Зубы дракона. Мои 30-е годы
Шрифт:
Может быть, Александрову и не удалось бы осуществить свой кинематографический проект, если бы неявные его мотивы не совпали с тайными мотивами всей советской системы и личными предпочтениями главного кремлевского зрителя, которому нельзя отказать в совершенно черном юморе. Выше уже говорилось, что, осуществляя свой «светлый путь» (название, предложенное для очередной александровской «Золушки» лично Сталиным), герои фильма тем самым легитимизируют себя. Если американская кинематография (по Р. Олтмену), следуя протестантской этике, несла память о грехопадении и потребность в искуплении, то месседж советской мифологии как целого – легитимизация себя в качестве квазирелигии. Лишенная «помазания», она всегда должна была доказывать свое первородство. Отсюда «избранный жанр» советского кино – историко-революционный. Революция выступает в качестве своего рода огненной купели, «крещения огнем». Отсюда же «обожествление» Ленина и охрана якобы марксизма (который мало имел общего с отечественной теорией и практикой) в качестве Писания.
Григорий
И это «народ»? – скажете вы. Да, это и есть народ.
Развеселый нигилизм Александрова, который, как мы видели, вечно пугал местоблюстителей и даже коллег, импонировал, по-видимому, вождю, который вряд ли относился к своему народу, ведомому в светлое будущее, с большим пиететом, нежели Гитлер к своему бумажному «арийцу». Оба пестовали абстракцию и презирали населяющих ее людей. Может быть, и не случайно главный зритель позволил уцелеть Булгакову и Эрдману, в то время как «социально близкие» – от Авербаха до Киршона – были перемолоты жерновами террора. Шумяцкий был расстрелян как раз тогда, когда почти уничтоженный им Эйзенштейн получил высочайший заказ на «Александра Невского». Быть может, «голое смехачество» чуть не запрещенных «Веселых ребят» и веселый идиотизм народа в «Волге-Волге» потешали его (ведь именно народ, не говоря о талантах, выносил «врагам народа» резолюции «раздавить гадину»). Тем более что подобающие слова о «советском солнце» и о «врагах» были надлежаще спеты.
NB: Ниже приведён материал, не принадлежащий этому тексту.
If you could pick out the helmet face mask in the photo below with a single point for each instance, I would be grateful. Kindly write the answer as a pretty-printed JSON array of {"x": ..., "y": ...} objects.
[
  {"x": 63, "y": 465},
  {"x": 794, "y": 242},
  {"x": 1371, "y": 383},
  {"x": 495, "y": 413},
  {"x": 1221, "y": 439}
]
Во всяком случае, Александров, у которого судьба в той или иной форме (иногда в чекистской форме) отнимала соавторов, оказался в исключительном положении как единоличный автор любимой комедии вождя, а вождь заговорил текстом Эрдмана. Be a clown, he a clown, he a Clown…
Восприятие «Волги-Волги» зрителями (а без них нету жанра, даже квази) могло быть и было неоднородным. С одной стороны, «масса» (Стрелки, еще не научившиеся слушать Вагнера) лучше «белых воротничков» схватывала условность. Тут работало подспудное «фольклорное» восприятие. С другой стороны, иного дискурса для высказывания, кроме соцреалистического, как бы не существовало, и рабочие дарили любимой актрисе поршневые кольца вместо бриллиантовых. К тому же «агитация радостью» владела немалым количеством комсомольских сердец.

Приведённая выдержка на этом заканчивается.